En su informe anual Estado de la Biblia, la institución presentó un estudio sobre cómo distintas actividades influyen en el bienestar emocional y espiritual.
Los investigadores analizaron prácticas comunes como el ejercicio, las relaciones sociales, el voluntariado, la meditación y la oración.
Luego compararon esos efectos con el impacto directo de leer las Escrituras.
Aunque los lectores bíblicos practican casi las mismas rutinas de autocuidado que los demás —excepto el ejercicio—, su bienestar general resultó superior.
El director de innovación de ABS, John Plake, explicó que toda acción enfocada en mejorar la vida produce beneficios.
Sin embargo, la conexión entre la lectura bíblica y la reducción del estrés, la ansiedad y la soledad superó a la de cualquier otra práctica.
Este hallazgo confirmó que el contacto regular con la Palabra fortalece la mente y el espíritu.
El estudio midió el estrés, la ansiedad, la soledad y la esperanza en escalas precisas.
Los mejores resultados se reflejaron en puntajes bajos para los tres primeros indicadores y altos para el último.
Las personas que leyeron la Biblia semanalmente mostraron menor estrés (8) frente a quienes no lo hicieron (9.6).

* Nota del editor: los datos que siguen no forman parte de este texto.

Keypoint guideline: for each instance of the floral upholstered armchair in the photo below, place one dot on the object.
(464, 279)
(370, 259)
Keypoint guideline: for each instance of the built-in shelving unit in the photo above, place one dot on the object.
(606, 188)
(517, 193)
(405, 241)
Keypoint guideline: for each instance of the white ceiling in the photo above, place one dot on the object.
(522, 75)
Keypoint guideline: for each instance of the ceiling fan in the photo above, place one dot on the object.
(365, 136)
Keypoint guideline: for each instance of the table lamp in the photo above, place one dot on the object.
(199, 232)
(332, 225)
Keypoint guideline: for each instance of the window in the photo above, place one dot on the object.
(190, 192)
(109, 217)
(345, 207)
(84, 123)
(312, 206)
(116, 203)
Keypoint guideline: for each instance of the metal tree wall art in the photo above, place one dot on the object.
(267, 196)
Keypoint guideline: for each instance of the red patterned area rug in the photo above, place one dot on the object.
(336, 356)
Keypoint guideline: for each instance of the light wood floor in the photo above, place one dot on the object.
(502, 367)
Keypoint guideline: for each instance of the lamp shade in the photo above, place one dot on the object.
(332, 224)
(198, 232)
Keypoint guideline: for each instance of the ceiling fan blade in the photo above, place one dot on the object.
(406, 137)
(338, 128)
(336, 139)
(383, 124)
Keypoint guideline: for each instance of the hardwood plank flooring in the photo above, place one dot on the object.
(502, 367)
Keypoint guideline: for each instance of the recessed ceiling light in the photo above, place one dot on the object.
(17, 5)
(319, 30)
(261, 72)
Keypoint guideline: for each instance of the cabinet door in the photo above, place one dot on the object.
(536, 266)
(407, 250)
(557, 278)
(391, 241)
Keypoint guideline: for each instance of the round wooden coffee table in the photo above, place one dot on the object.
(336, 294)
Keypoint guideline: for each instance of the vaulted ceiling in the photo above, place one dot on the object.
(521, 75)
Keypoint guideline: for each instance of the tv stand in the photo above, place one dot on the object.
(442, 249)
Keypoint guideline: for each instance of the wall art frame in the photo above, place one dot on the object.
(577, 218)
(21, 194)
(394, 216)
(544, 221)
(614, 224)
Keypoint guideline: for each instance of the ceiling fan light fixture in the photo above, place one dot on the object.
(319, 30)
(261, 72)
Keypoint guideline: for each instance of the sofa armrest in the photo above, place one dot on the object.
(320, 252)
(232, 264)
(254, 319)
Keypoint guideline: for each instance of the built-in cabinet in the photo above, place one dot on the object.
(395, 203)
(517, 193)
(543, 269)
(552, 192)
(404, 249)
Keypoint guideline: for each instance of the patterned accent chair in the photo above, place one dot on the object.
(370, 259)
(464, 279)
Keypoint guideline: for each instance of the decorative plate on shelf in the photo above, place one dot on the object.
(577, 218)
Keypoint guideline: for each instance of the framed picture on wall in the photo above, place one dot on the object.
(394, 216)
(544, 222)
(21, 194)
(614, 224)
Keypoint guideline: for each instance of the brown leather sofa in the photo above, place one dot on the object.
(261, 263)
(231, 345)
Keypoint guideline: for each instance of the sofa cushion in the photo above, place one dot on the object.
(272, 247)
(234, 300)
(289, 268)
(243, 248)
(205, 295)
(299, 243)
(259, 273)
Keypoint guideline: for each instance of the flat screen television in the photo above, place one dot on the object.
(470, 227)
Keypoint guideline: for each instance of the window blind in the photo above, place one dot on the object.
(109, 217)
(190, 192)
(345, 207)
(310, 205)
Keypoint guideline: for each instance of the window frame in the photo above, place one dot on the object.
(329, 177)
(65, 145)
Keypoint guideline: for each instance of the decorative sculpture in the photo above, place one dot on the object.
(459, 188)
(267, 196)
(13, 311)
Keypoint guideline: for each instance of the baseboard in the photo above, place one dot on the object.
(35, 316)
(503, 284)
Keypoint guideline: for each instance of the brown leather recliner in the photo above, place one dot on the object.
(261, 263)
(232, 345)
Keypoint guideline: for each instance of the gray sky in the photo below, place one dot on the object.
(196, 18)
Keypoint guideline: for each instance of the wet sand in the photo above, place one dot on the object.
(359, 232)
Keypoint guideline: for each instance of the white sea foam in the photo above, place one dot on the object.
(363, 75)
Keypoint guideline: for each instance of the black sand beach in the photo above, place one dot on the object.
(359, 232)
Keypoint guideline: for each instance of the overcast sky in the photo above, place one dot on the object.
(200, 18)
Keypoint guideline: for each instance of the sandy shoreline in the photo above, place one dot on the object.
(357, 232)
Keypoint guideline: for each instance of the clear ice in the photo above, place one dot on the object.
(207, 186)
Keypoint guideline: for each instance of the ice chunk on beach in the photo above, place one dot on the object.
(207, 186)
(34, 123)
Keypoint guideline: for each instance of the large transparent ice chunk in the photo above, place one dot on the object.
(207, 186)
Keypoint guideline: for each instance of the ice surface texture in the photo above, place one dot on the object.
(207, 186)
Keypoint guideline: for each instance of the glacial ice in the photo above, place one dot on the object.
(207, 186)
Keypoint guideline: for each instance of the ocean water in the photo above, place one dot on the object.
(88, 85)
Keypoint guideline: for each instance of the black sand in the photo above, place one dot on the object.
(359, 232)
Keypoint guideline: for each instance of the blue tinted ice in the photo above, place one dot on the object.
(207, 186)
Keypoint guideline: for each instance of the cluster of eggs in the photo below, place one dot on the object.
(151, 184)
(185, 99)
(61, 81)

En ansiedad, los lectores registraron 4.3 frente a 4.8; en soledad, 11.1 frente a 11.8.
En esperanza, alcanzaron 18.6 frente a 16.8.
Plake aseguró que quienes regresan a las Escrituras encuentran consuelo en tiempos difíciles y esperanza para el futuro.
Desde 2020, la ABS investiga de forma sistemática cómo la Biblia influye en el bienestar.
Cada año, los resultados confirman que la lectura constante de la Palabra marca una diferencia significativa en el Índice de Plenitud Humana.
Este índice refleja la salud emocional, relacional y espiritual de las personas.
El informe definió la plenitud como un estado donde todos los aspectos de la vida se desarrollan en armonía.
En promedio, los estadounidenses obtuvieron 7.1 sobre 10 en este indicador.
Sin embargo, quienes mantienen un compromiso constante con la Biblia alcanzaron 8.1.
La ABS señaló que la plenitud no constituye un fin personal, sino una bendición divina otorgada a quienes confían y caminan con Dios.
El estudio se basó en una encuesta nacional representativa de 2,656 adultos realizada por NORC de la Universidad de Chicago.
Participaron ciudadanos de los 50 estados y el Distrito de Columbia.
Próximos capítulos del informe Estado de la Biblia 2025 abordarán la confianza en instituciones, la vida comunitaria y la participación eclesial.
Los autores concluyeron que leer la Biblia es una práctica comprobada de autocuidado integral.
Como núcleo del cuidado del alma, las Escrituras abren la puerta a una relación transformadora con Dios y a una vida más plena.